Subject: [Condor-users] "Claimed Idle" state on XP execute nodes, sched still thinks they're running
Hi
We have a couple of flocked pools, with the submit machine being in one
pool and the execute XP boxes being in the other. We're seeing jobs
getting successfully matched and initiated, but after a while all the
jobs go into a "Claimed Idle" state on the execute nodes, whereas a
condor_q on the submit node gives their status as running. Is there a
way to automaticaly recover from this state? For example, here's a
snipped from the StartLog on one of the XP nodes when it changes state:
2/3 19:58:26 DaemonCore: Command received via UDP from host
<172.24.116.233:9500>
2/3 19:58:26 DaemonCore: received command 60001 (DC_PROCESSEXIT),
calling handler (HandleProcessExitCommand())

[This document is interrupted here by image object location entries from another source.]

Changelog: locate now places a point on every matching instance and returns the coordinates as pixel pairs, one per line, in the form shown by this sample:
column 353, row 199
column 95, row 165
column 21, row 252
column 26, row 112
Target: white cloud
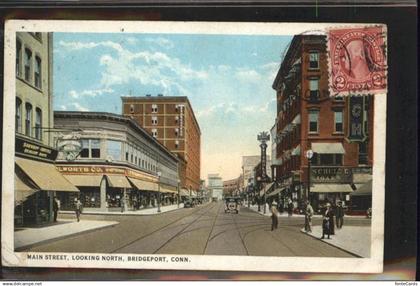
column 162, row 42
column 78, row 107
column 89, row 93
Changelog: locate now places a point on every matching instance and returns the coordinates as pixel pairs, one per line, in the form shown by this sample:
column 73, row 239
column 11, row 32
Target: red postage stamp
column 357, row 60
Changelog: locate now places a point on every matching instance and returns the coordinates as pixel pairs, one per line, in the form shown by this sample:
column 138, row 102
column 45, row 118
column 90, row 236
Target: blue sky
column 227, row 78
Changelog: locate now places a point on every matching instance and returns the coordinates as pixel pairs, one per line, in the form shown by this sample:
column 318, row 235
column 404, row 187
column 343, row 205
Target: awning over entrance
column 276, row 191
column 45, row 176
column 118, row 181
column 85, row 180
column 266, row 188
column 364, row 190
column 328, row 148
column 22, row 190
column 331, row 188
column 143, row 185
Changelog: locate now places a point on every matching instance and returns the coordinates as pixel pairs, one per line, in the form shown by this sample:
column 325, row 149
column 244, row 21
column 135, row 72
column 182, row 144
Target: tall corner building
column 171, row 120
column 339, row 131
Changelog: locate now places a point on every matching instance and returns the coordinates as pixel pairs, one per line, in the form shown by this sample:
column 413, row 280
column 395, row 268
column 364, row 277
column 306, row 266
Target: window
column 313, row 60
column 113, row 150
column 338, row 120
column 154, row 108
column 154, row 120
column 95, row 147
column 313, row 121
column 18, row 58
column 85, row 149
column 18, row 116
column 154, row 133
column 38, row 124
column 37, row 74
column 313, row 88
column 28, row 64
column 28, row 120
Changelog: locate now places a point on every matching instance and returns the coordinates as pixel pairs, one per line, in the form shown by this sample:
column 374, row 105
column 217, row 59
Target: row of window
column 32, row 69
column 30, row 129
column 313, row 118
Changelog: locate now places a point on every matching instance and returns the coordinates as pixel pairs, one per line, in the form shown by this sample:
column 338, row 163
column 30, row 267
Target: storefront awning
column 143, row 185
column 331, row 188
column 328, row 148
column 118, row 181
column 22, row 190
column 363, row 190
column 276, row 191
column 45, row 176
column 85, row 180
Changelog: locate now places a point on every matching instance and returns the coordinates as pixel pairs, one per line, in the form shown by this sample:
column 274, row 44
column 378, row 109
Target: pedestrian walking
column 326, row 223
column 309, row 212
column 290, row 208
column 339, row 215
column 274, row 216
column 56, row 207
column 78, row 208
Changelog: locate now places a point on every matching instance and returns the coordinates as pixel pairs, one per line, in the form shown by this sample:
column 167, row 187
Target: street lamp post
column 309, row 154
column 159, row 174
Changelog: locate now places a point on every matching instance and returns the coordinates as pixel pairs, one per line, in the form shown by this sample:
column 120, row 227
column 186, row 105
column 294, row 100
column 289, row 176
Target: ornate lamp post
column 309, row 154
column 263, row 137
column 159, row 174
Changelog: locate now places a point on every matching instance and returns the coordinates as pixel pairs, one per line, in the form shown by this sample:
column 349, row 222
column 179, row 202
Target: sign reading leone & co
column 33, row 149
column 331, row 175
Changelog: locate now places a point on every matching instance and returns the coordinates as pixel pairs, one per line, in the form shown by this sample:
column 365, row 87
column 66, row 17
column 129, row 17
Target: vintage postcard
column 194, row 145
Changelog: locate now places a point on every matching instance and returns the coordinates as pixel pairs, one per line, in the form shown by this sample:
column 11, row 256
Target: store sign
column 356, row 126
column 33, row 149
column 331, row 175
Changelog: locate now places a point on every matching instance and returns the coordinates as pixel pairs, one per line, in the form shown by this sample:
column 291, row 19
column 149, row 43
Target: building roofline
column 114, row 117
column 163, row 98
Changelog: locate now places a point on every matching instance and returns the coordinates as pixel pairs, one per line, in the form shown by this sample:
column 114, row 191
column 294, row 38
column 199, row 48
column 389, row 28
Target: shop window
column 313, row 60
column 18, row 116
column 18, row 58
column 154, row 108
column 28, row 64
column 113, row 150
column 154, row 120
column 95, row 148
column 338, row 121
column 313, row 121
column 37, row 74
column 85, row 149
column 314, row 89
column 363, row 157
column 38, row 124
column 28, row 120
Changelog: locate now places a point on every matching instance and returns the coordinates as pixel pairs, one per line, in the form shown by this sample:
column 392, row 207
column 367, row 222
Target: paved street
column 200, row 230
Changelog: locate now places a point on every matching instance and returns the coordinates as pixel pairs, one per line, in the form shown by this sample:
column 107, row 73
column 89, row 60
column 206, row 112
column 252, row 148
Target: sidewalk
column 353, row 239
column 148, row 211
column 63, row 228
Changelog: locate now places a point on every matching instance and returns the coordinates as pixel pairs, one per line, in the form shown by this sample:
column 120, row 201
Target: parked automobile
column 189, row 204
column 231, row 205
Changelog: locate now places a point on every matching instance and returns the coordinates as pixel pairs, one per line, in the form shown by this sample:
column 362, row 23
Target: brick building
column 338, row 130
column 171, row 120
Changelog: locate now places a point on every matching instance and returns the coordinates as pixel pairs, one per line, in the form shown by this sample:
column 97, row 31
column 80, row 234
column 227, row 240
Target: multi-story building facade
column 36, row 178
column 215, row 186
column 339, row 130
column 171, row 120
column 119, row 166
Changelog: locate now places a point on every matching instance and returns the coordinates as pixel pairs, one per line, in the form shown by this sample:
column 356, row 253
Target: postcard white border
column 374, row 264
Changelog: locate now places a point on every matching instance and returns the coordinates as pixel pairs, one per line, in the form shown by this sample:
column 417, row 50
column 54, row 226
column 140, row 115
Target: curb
column 329, row 243
column 21, row 248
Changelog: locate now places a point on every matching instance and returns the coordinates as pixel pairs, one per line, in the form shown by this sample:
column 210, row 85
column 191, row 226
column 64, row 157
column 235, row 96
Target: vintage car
column 231, row 205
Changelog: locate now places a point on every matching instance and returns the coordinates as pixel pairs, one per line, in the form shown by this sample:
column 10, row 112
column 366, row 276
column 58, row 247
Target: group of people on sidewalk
column 328, row 214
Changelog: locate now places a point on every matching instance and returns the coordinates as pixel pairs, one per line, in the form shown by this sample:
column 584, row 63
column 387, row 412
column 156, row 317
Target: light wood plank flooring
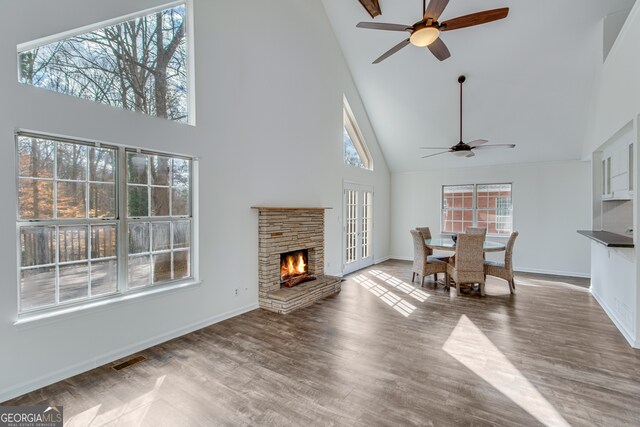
column 382, row 352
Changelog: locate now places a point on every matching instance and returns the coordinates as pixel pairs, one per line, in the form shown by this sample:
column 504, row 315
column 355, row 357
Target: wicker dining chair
column 422, row 264
column 468, row 266
column 426, row 234
column 504, row 270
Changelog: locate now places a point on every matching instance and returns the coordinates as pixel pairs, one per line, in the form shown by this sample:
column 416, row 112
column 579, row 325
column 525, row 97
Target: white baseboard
column 623, row 330
column 553, row 272
column 59, row 375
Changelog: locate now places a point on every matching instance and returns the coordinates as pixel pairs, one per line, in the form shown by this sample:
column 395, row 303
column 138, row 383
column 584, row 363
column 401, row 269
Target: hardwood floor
column 382, row 352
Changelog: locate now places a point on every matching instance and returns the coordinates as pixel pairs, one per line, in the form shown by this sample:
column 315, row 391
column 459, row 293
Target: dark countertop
column 608, row 239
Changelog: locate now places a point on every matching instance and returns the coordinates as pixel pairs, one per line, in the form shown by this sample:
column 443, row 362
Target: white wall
column 616, row 102
column 269, row 84
column 550, row 202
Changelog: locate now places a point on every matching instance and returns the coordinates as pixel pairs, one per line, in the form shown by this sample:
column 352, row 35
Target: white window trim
column 124, row 293
column 189, row 33
column 475, row 208
column 353, row 129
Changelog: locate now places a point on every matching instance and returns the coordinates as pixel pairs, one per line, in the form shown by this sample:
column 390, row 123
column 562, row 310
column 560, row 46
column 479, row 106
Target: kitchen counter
column 608, row 239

2/3 19:58:26 Starter pid 3008 exited with status 4
2/3 19:58:26 State change: starter exited
2/3 19:58:26 Changing activity: Busy -> Idle
The StarterLog has:
2/3 19:58:26 condor_read(): recv() returned -1, errno = 10054, assuming
failure.
2/3 19:58:26 ERROR "Assertion ERROR on (result)" at line 270 in file
..\src\condor_starter.V6.1\NTsenders.C
This looks like a network error, e.g. packet loss, right? If so, why
doesn't the schedd pick up on this? This particular machine has been in
this state now for approximately 14 hours. Is there a setting we can
tweak on the submit node to make it aware of the situation more quickly?